Qu'attendent nos concitoyens de la justice et de ceux qui en sont les premiers acteurs, les magistrats ? Nous connaissons la réponse : nos concitoyens veulent être jugés sur le seul fondement de l'application de la loi, du droit, et en l'absence de toute contrainte.

Ils considèrent que ce principe n'est pas respecté et que tous les progrès qui ont pu être faits n'entament pas les soupçons qu'ils ont à l'égard de la justice. La justice est trop dépendante du politique. Il y a quelques instants, Marc Dolez rappelait l'appréciation portée par nos concitoyens sur la justice.

L'article 6 de la Convention européenne rappelle l'exigence de garantir le droit fondamental pour chaque citoyen de voir son cas jugé équitablement sur le seul fondement de cette application du droit. Cette exigence fonde le principe selon lequel les magistrats doivent être indépendants, ce qui ne constitue pas « une prérogative ou un privilège accordé dans leur intérêt personnel, mais bien dans celui de l'État de droit, l'exigence de toute personne attendant et demandant une justice impartiale ». Je cite le Comité des ministres du 17 novembre 2010, que vous avez également évoqué, madame la garde des sceaux. La recommandation soulignait que cette indépendance devait être appréciée comme une garantie des libertés individuelles et de la liberté d'appliquer la loi.

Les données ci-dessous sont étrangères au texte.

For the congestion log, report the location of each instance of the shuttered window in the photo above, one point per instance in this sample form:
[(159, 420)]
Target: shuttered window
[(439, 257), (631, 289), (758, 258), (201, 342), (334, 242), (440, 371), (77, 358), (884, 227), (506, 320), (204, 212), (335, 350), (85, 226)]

Cette appréciation s'est traduite par la volonté de François Hollande, alors candidat à l'élection présidentielle, lorsqu'en février 2012, évoquant les grandes réformes qu'il entendait conduire, s'agissant de la justice, il invoquait cette exigence d'indépendance, non comme une concession aux magistrats, mais « comme une garantie pour le justiciable pour qu'il ait la certitude que le juge ne se détermine qu'en fonction de la loi ».

Le texte qui nous est proposé traduit cet éminent impératif démocratique, mais, je le crois très sincèrement, prolonge, comme l'a dit notre rapporteur, ce qui a été fait en 2008 en construisant une nouvelle étape.

La réforme du Conseil supérieur de la magistrature et les relations entre le ministère de la justice et le ministère public – que nous évoquerons demain, avec le projet de loi dont j'ai l'honneur d'être le rapporteur et qui accompagne cette démarche constitutionnelle – sont les deux expressions majeures de la réalité de l'indépendance de la justice.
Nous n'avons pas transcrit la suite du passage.